Николь Чжен

Все, что ты только сможешь узнать

Синди и нашим дочерям

…я хотела знать;

Кем бы я ни была — я была…

Мэри Оливер, «Кошачья акула»

Что, и ты тоже? А я думал, что такой только я один.

К. С. Льюис, «Четыре любви»

Часть I

История, которую рассказывала мне о них мама, всегда звучала одинаково.


Твои родные родители тогда только переехали сюда из Кореи. Они думали, что не смогут дать тебе ту жизнь, которой ты заслуживаешь.


Это первая история, что я помню; та самая, что придала форму сотне других, когда я достаточно повзрослела и осмелела, чтобы приняться за поиски.

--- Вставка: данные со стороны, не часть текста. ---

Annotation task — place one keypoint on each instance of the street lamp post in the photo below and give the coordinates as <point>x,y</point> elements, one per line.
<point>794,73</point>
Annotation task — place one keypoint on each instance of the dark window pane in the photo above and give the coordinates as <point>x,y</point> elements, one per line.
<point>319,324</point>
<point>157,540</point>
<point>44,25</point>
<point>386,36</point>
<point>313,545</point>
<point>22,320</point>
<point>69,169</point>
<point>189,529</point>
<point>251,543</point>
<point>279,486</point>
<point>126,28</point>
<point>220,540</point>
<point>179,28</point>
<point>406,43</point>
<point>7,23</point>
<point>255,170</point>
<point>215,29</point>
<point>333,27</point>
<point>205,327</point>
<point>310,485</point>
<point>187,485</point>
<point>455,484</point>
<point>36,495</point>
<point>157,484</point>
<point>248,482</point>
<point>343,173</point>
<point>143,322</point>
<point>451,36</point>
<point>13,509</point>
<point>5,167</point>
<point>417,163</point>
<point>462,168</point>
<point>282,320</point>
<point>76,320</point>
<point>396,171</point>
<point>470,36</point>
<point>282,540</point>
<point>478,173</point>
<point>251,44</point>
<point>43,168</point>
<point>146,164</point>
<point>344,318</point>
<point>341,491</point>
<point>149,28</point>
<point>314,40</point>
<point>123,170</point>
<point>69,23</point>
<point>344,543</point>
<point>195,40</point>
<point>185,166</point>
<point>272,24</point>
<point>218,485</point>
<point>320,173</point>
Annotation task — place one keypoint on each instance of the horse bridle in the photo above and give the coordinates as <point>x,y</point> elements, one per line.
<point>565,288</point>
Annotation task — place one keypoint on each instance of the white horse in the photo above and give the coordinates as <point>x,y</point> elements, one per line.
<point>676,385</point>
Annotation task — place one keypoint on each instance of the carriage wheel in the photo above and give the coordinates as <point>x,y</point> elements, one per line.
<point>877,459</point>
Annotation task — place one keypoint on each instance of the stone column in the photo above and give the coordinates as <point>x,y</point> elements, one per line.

Когда я была еще маленькой — года три-четыре, как мне говорили, — я забиралась на колени к матери, а потом просила рассказать ее. Мамины руки обхватывали меня, крепкие и сильные рядом с моими тростинками, бледные и веснушчатые по сравнению с моей светло-коричневой кожей. Иногда в этих полувоображаемых воспоминаниях я представляю ее в платье, в которое она одета на нашем единственном семейном портрете того времени. Оно сиреневое с расклешенными рукавами — странно трепетный выбор для моей серьезной и рассудительной матери. В то время мое лицо обрамляли сияющие черные волосы, стриженные «под горшок» и забранные в хвостики, создавая резкий контраст с рыжевато-каштановой копной «перманентных» кудрей, которые носила мать, когда я была маленькой; к тому времени я уже, несомненно, перерастала малышовую «милоту». Но мама видела во мне красавицу. Когда считаешь другого человека даром, врученным тебе Богом, наверное, просто невозможно видеть в нем что-то другое.


Как они могли отдать меня?


Должно быть, я задавала этот вопрос сотни раз, и моя мать ни разу не отклонялась от одного и того же ответа. Годы спустя я гадала, подсказал ли ей кто-то, как утешать меня: возможно, она вычитала этот совет в книге, или услышала в агентстве по усыновлению/удочерению, или, как моя родительница, она просто знала, что должна говорить. Что я хотела услышать.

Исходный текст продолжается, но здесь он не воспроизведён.